Good Evening,
Enno and I spent the first day on Cisco Live Europe in Berlin today attending the “Advanced Practical Knowledge for Enterprise Deploying IPv6” technical breakout held by Tim Martin and Jim Bailey. It was a good breakout session, and thanks again Tim for the honorable mention of our work in your slides! We really appreciate it. Like last year, we were curious how the Wifi network was setup this year as I face a corresponding task for Troopers in March, with some major changes in comparison to the last years. The Wifi infastructure in Berlin looked very similar to the one from last year in Milan, we had the “standard” Cisco Live SSID as well as an IPv6-only (with NAT64 as translation mechanism) SSID. The standard SSID looked identical to last year with the exception that now the RA Throttling feature on the WLC was active from the beginning! Neither the M nor the O flag are set which means that my client has to use the legacy protocol to resolve AAAA records. As I am running Windows, it does not support RA option 25 but the option wasn’t included in the RAs anyway. The preference was configured to the default “medium”. One thing I noticed, but haven’t had a chance to ask Andrew Yourtchenko, was that for the legacy (IPv4) connection they use HSRPv2 as an FHRP protocol (indicated by the MAC address 00:00:0c:9f:f0:01 I received from the gateway) but for IPv6 I received Router Advertisements from two different MAC addresses (which both belong to Cisco, so I don’t think anyone sent spoofed RAs). I am curious about the reasoning for this approach 🙂
What i also encountered was that the Peer-to-Peer Blocking feature was apparently not enabled on the SSID as I was able to enumerate approx. 1600 active clients at the time.

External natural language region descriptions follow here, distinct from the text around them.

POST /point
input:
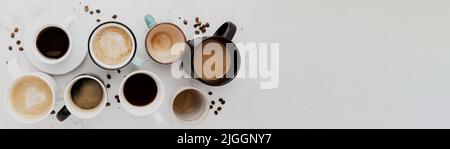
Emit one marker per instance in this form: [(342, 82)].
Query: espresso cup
[(165, 42), (219, 50), (142, 93), (85, 96), (112, 45), (30, 96), (53, 41), (189, 105)]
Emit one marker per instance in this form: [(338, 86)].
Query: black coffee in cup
[(53, 42), (140, 89)]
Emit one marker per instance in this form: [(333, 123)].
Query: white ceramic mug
[(198, 115), (150, 108), (83, 113), (18, 74), (61, 24)]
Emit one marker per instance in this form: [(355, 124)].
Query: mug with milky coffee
[(30, 97), (112, 45), (85, 96), (165, 42), (189, 105)]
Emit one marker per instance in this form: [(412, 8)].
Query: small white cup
[(63, 25), (194, 118), (79, 112), (152, 107), (17, 75)]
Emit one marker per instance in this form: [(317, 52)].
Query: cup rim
[(236, 58), (83, 113), (40, 56), (118, 66), (146, 47), (15, 115), (148, 109), (205, 106)]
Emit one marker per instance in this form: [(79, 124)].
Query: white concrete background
[(343, 63)]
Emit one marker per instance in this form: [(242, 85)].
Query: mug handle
[(150, 21), (227, 30), (63, 114)]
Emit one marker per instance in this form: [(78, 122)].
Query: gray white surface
[(343, 64)]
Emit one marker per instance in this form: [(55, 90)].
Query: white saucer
[(78, 42)]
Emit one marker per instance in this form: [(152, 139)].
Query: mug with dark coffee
[(85, 97), (142, 93), (53, 42), (112, 45), (214, 60)]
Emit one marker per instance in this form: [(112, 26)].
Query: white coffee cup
[(200, 112), (19, 74), (150, 108), (85, 113), (122, 64), (61, 24)]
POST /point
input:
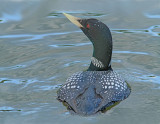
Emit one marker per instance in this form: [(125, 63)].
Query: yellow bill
[(73, 19)]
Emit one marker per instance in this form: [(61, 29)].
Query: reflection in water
[(152, 16), (84, 14), (10, 17), (30, 37), (8, 109), (32, 100)]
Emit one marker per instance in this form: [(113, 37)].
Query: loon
[(99, 87)]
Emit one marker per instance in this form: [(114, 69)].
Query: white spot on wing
[(97, 63)]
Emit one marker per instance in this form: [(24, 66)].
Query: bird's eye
[(88, 26)]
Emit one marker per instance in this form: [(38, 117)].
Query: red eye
[(88, 26)]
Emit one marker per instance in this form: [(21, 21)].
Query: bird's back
[(89, 92)]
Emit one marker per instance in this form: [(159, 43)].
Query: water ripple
[(31, 37), (84, 14), (10, 17), (21, 65), (144, 31), (69, 45), (8, 109), (131, 52), (152, 16)]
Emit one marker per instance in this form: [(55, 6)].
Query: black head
[(100, 36), (96, 31)]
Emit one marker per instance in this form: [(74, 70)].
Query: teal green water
[(40, 48)]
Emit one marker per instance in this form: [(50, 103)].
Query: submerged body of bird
[(98, 88)]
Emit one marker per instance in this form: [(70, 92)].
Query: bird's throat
[(101, 58)]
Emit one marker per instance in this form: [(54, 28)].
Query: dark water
[(40, 48)]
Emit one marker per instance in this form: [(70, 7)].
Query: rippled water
[(40, 48)]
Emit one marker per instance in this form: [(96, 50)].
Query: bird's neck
[(101, 58)]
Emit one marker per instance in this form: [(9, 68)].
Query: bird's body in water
[(94, 90)]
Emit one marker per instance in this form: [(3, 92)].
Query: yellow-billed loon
[(92, 91)]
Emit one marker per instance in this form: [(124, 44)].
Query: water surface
[(40, 48)]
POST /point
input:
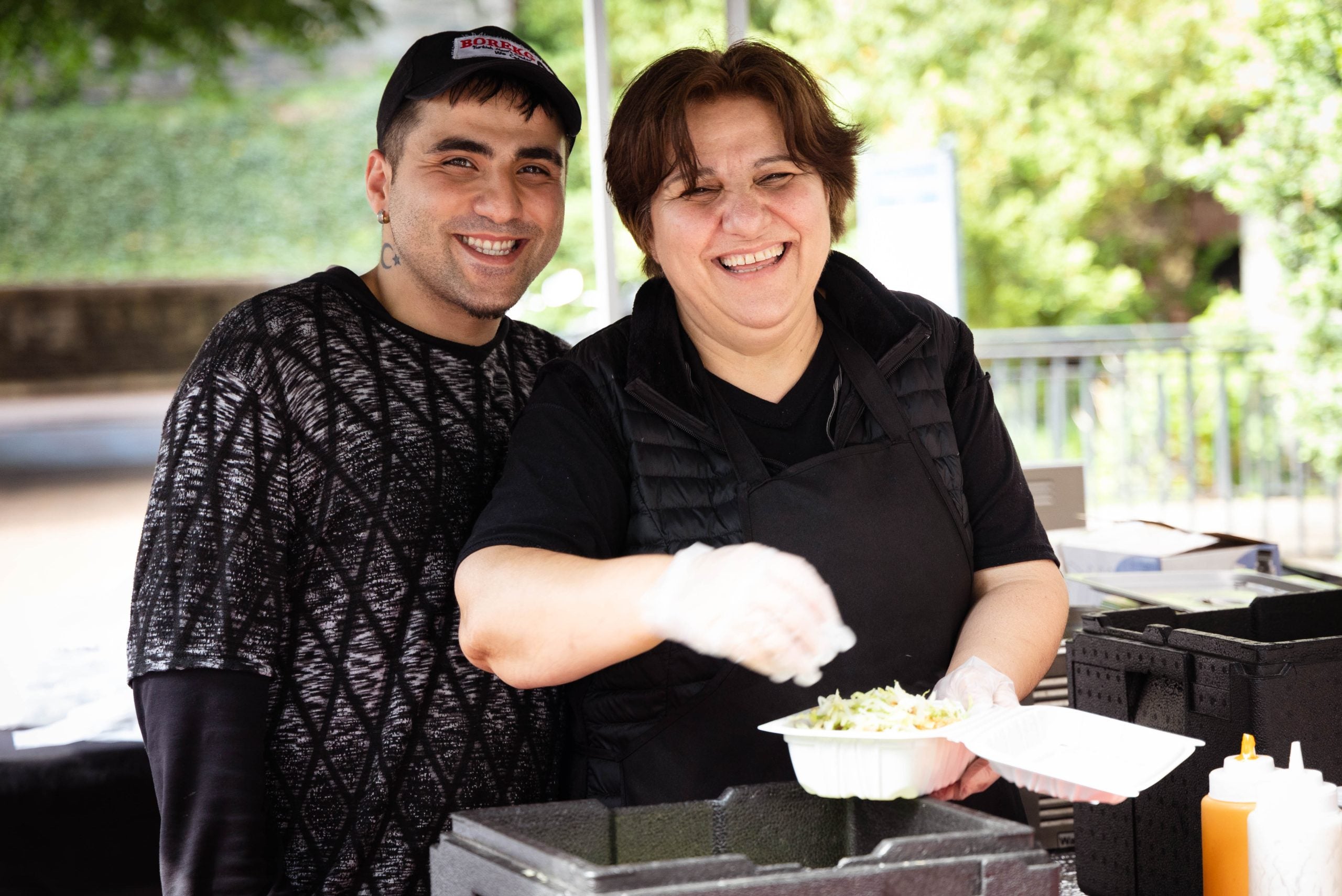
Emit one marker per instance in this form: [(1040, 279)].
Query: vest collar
[(659, 372)]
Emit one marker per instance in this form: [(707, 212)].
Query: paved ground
[(68, 554)]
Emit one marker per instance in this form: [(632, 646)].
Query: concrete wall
[(53, 336)]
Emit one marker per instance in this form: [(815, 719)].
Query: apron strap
[(854, 361), (866, 379), (741, 451)]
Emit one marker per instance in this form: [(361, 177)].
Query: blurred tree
[(1287, 167), (1072, 120), (49, 47)]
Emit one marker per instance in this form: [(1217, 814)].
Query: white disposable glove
[(976, 686), (751, 604)]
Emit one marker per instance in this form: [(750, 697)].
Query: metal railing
[(1170, 426)]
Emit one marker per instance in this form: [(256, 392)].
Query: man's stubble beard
[(434, 265)]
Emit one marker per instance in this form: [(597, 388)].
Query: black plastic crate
[(1273, 668), (752, 841)]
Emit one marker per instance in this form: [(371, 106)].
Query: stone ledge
[(93, 333)]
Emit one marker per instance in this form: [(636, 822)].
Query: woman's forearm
[(1016, 623), (538, 619)]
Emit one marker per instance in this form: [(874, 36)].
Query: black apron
[(878, 524)]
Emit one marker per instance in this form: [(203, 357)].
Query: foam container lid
[(1051, 750)]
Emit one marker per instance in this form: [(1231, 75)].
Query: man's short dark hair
[(524, 95)]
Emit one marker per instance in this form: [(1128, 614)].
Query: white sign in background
[(909, 224)]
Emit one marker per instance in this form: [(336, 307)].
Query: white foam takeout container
[(1054, 751)]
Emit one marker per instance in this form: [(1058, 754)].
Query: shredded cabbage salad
[(881, 710)]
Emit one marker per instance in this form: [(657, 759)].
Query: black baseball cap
[(437, 62)]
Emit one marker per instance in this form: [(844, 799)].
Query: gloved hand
[(751, 604), (977, 686)]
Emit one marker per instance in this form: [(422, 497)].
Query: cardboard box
[(1146, 546)]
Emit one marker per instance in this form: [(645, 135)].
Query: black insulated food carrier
[(1273, 670), (752, 841)]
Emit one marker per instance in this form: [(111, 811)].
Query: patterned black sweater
[(320, 469)]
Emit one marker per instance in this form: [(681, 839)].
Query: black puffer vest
[(682, 486)]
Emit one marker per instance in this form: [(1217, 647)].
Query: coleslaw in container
[(890, 745)]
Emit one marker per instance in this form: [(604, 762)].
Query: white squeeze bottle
[(1295, 835)]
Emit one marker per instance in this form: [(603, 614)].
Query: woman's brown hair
[(650, 137)]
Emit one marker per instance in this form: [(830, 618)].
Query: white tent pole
[(739, 18), (599, 128)]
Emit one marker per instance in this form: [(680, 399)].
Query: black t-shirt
[(797, 427), (567, 482)]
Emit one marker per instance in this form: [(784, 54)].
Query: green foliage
[(1072, 121), (1070, 118), (1287, 167), (203, 188), (49, 49)]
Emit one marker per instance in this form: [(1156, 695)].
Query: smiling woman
[(776, 469)]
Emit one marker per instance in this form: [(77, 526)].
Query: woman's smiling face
[(742, 247)]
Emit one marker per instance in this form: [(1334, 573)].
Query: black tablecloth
[(78, 820)]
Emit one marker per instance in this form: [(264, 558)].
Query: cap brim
[(531, 73)]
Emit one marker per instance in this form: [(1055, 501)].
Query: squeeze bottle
[(1226, 812), (1295, 835)]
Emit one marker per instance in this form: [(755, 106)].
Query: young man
[(308, 713)]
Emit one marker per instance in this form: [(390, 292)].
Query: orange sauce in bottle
[(1226, 815)]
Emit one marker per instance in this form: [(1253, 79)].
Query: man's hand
[(976, 686), (751, 604)]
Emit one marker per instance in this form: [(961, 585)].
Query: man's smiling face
[(477, 202)]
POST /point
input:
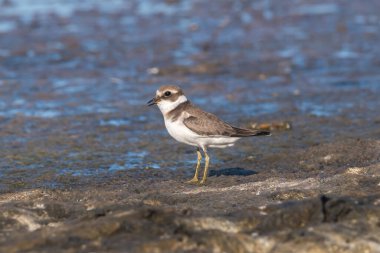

No worries, I haven’t done anything else, just was curious whether the feature was activated or not…
In comparison, the NAT64 SSID provided option 25 in the RAs (which, of course, makes sense as you have to provide a DNS server for DNS64) as well as stateless DHCP (O-Flag) so that my Windows client could receive a DNS server and connect to legacy-only resources from the NAT64 SSID.
Looking forward to the rest of the week with exciting content and socializing with the IPv6 folks!